PUMAdb : Help Merge PCL Files

Contents

Description
Combine or distinguish arrays with the same identifier
Translate or match gene identifiers
Compute averages

Related Help Documents

Data Repository: Description of and instructions for your repository for data and analyses.
File Formats: Information about preclustering (.pcl), clustered data table (.cdt), gene tree (.gtr) and array tree (.atr) files generated in the process of clustering data.

Description

The PCL merge tool allows you to combine PCL files. You may upload one or two files from your desktop computer, and/or select one or more PCL deposits from your repository. This process may be useful for co-clustering your data with data from another source, for adding rows of clinical values to gene expression data, etc. When the merging process is complete, you may download the new file, enter it into your repository, or cluster it.

Combine or distinguish arrays with the same identifier

You must choose what to do with columns (experiments) in different files but with the same identifier: merge them, averaging values for any rows (genes) in common between them; or make them distinct, by appending the name of the file from which they came.

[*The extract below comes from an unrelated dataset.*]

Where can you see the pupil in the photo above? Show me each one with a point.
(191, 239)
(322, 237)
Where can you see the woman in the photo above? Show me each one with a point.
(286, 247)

Merging columns is a convenient way to combine data if you have hyrbridized a single sample to two or more microarrays comprising a single "chip set," e.g., Affymetrix HG-U133A and HG-U133B arrays. Note that in this application you would likely have to edit at least one of the files by hand, in order to make the column headers (array identifiers) the same for the two arrays in each chip set. Note also that two columns with the same identifier in a single file will always be merged, whether or not you select the merge option.

Translate or match gene identifiers

You may optionally provide a "translation file" to match up different row identifiers (UID's or gene names) in the various files. For example, if you are combining data from spotted cDNA arrays and Affymetrix GeneChips^tm, you might want to translate the Affymetrix probe set names into the nearest equivalent clone ID, or translate both into their corresponding UniGene clusters. To do this, you may upload a tab-delimited text file in the following format:

Column	Contents
1	Final desired identifier (Hs.408312)
2	Final desired annotation (TP53)
3 and onward	Identifiers to be translated to the final desired identifier (one per column) (IMAGE:1208978, IMAGE:1508462, ...)

Identifiers may appear on multiple rows, but note that this may cause a single row in an original file to contribute to more than one row in the final file. This may be the desired outcome if you are doing something more complex than a simple translation. Identifiers not found in the translation file will be preserved unchanged.

Compute averages

Finally, you must select the method, mean or median, by which values will be averaged after merging and translation (if any). For example, if two columns are merged, and each contains three rows that are translated to the same final identifier, six values must be averaged to obtain the final value. Either the mean or median will be calculated, according to your selection. Note that each identifier will appear only once in the final file, with averaging as required to produce this result.

Gene and experiment weights will also will be averaged by the method selected.